Pour lutter contre le réchauffement climatique, ce qui importe est de développer les énergies bas-carbone, toutes les énergies bas-carbone.

 

Mais la finalité première de la transition énergétique s'est brouillée. Il faudrait maintenant marier la lutte contre le réchauffement climatique et la sortie du nucléaire. Mais c'est un mariage contre nature, ils ne s'aiment pas, au contraire, le nucléaire est même l'un des meilleurs ennemis du réchauffement climatique.

Est-il vraiment possible de sortir du réchauffement climatique, "et en même temps", de sortir du nucléaire ? Dit autrement, les énergies renouvelables ont-elles les épaules assez solides pour faire le job à elles seules ? La réponse des scénarios climatiques, outils de base pour ces questions, est que les énergies renouvelables ne suffisent pas pour limiter le réchauffement climatique à un niveau supportable, il faut aussi exploiter l'énergie nucléaire. Les recommandations du Giec, de l'IEA, etc. s'appuient sur ces résultats.

Mais les politiques énergétiques des états... sont souvent... de la politique ; elles s'inspirent plus du ressenti subjectif des électeurs que des résultats objectifs des chercheurs. Ce n'est pas ce qu'il y a de mieux pour résoudre les problèmes. Voyons quelques-unes de ces politiques.

Transition énergétique en Finlande : énergies bas-carbone

La Finlande a vraiment pour objectif de réduire les émissions de CO2 : elle développe toutes les énergies bas-carbone, hydraulique, biomasse, etc., mais aussi l'énergie nucléaire. La Finlande construit un réacteur EPR, deux autres réacteurs sont en projet. (Le sujet n'est pas de savoir si l'EPR était le bon choix technique, économique, sécuritaire ; le sujet est d'être cohérent : si le réchauffement climatique global est l'ennemi public No 1, alors le nucléaire est un élément de la solution.)

Transition énergétique en Chine : on fait ce qu'on peut

La Chine est le premier émetteur de CO2 au monde. Il est vrai qu'ils sont nombreux, et aussi qu'ils travaillent beaucoup pour fabriquer nos propres produits. Mais la Chine se soigne, en développant toutes les énergies bas-carbone, autant que possible. Elle est déjà première au monde en production d'énergie éolienne, elle a construit le barrage des Trois Gorges, le plus puissant du monde – contre l'opposition des Verts qui là-bas sont jaunes dit-on.

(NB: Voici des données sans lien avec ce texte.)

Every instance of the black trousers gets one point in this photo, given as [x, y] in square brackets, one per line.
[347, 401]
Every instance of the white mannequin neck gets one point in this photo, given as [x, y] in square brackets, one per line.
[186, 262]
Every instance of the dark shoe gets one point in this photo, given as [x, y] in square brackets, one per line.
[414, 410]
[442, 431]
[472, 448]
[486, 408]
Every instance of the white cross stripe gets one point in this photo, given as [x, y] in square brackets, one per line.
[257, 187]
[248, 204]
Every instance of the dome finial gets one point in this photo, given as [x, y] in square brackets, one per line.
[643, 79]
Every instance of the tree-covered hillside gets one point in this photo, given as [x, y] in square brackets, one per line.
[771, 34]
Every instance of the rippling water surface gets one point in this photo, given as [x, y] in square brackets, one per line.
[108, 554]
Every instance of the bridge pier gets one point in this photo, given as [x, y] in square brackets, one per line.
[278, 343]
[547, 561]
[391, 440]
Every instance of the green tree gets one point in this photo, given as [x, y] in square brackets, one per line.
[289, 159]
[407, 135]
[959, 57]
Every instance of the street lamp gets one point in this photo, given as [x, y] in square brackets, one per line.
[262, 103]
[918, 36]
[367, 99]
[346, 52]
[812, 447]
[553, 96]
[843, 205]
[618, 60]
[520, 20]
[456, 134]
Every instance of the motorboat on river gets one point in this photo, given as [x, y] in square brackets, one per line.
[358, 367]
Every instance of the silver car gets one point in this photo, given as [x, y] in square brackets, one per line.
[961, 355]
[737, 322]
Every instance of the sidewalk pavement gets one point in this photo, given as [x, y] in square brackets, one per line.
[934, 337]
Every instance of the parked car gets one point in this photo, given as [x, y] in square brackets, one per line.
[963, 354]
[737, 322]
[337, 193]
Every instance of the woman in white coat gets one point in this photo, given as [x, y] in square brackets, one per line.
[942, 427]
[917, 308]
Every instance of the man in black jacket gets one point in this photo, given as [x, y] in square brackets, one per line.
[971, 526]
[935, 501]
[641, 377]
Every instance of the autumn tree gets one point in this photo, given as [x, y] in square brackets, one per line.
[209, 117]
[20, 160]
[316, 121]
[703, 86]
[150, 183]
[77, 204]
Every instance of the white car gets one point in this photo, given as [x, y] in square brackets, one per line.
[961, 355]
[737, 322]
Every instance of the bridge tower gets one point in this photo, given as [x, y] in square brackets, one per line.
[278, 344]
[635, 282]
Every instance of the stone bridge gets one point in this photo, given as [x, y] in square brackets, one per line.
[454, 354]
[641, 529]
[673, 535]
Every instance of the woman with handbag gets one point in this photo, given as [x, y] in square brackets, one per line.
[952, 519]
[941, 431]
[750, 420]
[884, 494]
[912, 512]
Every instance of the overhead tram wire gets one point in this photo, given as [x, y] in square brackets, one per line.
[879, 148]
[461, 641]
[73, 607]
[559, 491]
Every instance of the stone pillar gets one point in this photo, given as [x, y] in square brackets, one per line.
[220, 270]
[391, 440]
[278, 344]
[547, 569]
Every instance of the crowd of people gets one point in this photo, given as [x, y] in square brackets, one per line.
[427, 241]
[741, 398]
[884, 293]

Mais la cure sera longue. La Chine est réaliste, elle sait que les éoliennes ne suffiront pas, ni les centrales photovoltaïques : ces nouvelles énergies renouvelables ne comptent que pour 1 % environ dans le mix énergétique du pays en 2013. C'est pourquoi, le nucléaire aussi est mis à contribution : mi-2017, 20 réacteurs nucléaires étaient en construction, d'autres en projet. (The World Nuclear Industry Status Report 2017).


La Chine est championne du monde du charbon.
Mais elle se soigne.
Elle est championne du monde de l'éolien.
Elle construit les plus gros barrages du monde.

Et elle construit aussi des réacteurs nucléaires.

Même si elle part de très loin, la Chine lutte vraiment contre le CO2 ;
sans tabou.

 

Faut-il aller manifester devant l'ambassade de Chine pour qu'elle ferme tous ses chantiers nucléaires ?
Ou faut-il féliciter la Chine de réduire ses émissions de CO2 [00]?

Transition énergétique en France : on ne sait pas

Si l'objectif est de réduire les émissions de CO2, alors, que les Français se réjouissent, elle est déjà née la transition énergétique, jouez hautbois, résonnez musettes. En France, la transition énergétique est née dans les années 1970, lorsque l'électricité y est devenue principalement nucléaire, et presque CO2-free. Il ne reste que 6 % de combustibles fossiles dans l'électricité française (52 % en Allemagne en 2015).
Mais alors, pourquoi voudrait-on encore une transition énergétique en France ? Y aurait-il d'autres objectifs plus importants que de limiter le réchauffement climatique ?
En effet, l'objectif des antinucléaires n'est pas de réduire le CO2 ! Ils n'ont pas lu les journaux, ils n'ont pas entendu parler de réchauffement climatique, ils ne savent rien du festival de catastrophes qui se multiplient chaque année, sécheresses, incendies, inondation, ouragans. L'objectif des antinucléaires est de sortir du nucléaire, quitte à laisser la maison brûler en regardant ailleurs [0]. Ils choisissent la fermeture des centrales nucléaires, même au prix du réchauffement climatique [1] ! Parce que le cas d'école du remplacement d'une centrale nucléaire par des éoliennes peut être schématisé de la façon suivante :

 

- On ferme une centrale nucléaire de 1 000 MW qui n'émet pratiquement pas de CO2.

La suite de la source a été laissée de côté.